Si la société brésilienne continue de marcher dans cette voie où un prince éclairé la guide, il est permis d’espérer qu’elle prendra bientôt la première place, sous le rapport de la culture intellectuelle et morale, parmi les jeunes sociétés de l’Amérique du Sud. L’histoire littéraire de ce pays compte déjà quelques pages, qui mériteraient d’être recueillies, et, si les relations de l’ancien

  1. Ce musée est surtout riche en minéraux et en espèces ornithologiques, dont quelques collections sont complètes. Entre autres zoolithes et lithoxiles remarquables, on a vu pendant long-temps deux icthyolithes extraordinaires transportés aujourd’hui dans le cabinet d’histoire naturelle de l’empereur. On y conserve aussi de nombreux ornemens empruntés du costume des anciennes populations du Brésil, des crânes d’indigènes, et divers monumens précieux à consulter pour l’histoire ethnographique du pays.

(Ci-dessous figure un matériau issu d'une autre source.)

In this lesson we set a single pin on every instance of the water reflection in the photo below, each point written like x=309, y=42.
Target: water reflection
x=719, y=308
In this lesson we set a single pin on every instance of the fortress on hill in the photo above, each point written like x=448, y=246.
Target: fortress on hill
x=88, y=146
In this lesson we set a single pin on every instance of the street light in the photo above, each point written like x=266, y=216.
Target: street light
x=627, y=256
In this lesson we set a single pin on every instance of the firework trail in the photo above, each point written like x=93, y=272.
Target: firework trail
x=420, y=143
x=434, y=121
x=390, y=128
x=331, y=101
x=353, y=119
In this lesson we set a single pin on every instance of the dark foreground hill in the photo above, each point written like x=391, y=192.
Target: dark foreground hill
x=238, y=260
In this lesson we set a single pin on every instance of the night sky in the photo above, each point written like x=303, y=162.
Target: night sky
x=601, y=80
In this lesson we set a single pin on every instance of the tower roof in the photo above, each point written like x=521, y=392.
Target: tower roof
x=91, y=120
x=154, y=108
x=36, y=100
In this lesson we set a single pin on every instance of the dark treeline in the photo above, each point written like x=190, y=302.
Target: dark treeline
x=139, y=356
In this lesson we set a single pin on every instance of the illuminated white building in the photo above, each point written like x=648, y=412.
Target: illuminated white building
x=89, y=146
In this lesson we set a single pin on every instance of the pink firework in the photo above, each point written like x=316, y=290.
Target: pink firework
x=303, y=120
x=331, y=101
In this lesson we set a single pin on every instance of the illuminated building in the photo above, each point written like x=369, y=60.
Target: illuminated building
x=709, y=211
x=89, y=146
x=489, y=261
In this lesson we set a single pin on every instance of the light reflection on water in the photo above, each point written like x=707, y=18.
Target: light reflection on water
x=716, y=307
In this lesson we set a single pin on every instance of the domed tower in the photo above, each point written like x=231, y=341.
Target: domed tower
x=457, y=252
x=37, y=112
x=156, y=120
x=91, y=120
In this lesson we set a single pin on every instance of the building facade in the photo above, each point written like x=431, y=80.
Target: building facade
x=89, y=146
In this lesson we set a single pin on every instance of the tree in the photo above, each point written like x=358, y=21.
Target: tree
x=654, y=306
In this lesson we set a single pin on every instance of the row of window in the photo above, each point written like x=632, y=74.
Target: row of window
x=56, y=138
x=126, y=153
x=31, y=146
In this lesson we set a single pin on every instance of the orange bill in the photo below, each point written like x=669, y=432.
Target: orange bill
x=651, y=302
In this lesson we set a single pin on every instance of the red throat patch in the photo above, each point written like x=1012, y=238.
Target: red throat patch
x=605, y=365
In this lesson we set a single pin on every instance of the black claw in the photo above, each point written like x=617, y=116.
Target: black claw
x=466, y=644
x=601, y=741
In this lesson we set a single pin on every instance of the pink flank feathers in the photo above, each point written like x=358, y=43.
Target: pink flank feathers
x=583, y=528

  2. Lorsque, à la fin de 1807, le prince régent, depuis Jean VI, passa au Brésil, il y apporta la belle bibliothèque du palais d’Ajuda, rassemblée à grands frais par les rois de Portugal. Devenue publique à Rio de Janeiro dés 1810, elle fut, après la proclamation de l’indépendance, augmentée de celle que l’infant avait également fait venir d’Europe. Malheureusement, à la même époque, une collection de manuscrits formant huit mille volumes reprit la route de Lisbonne. Plus tard, par compensation, cette bibliothèque s’enrichit de celle du comte da Barca, composée de onze mille imprimés appelés les Onze mille Vierges, de celle de Bonifacio de Andrada, formée en partie d’éditions rares et de livres allemands sur l’histoire naturelle. En somme, la bibliothèque nationale de Rio de Janeiro contient aujourd’hui plus de soixante-douze mille volumes.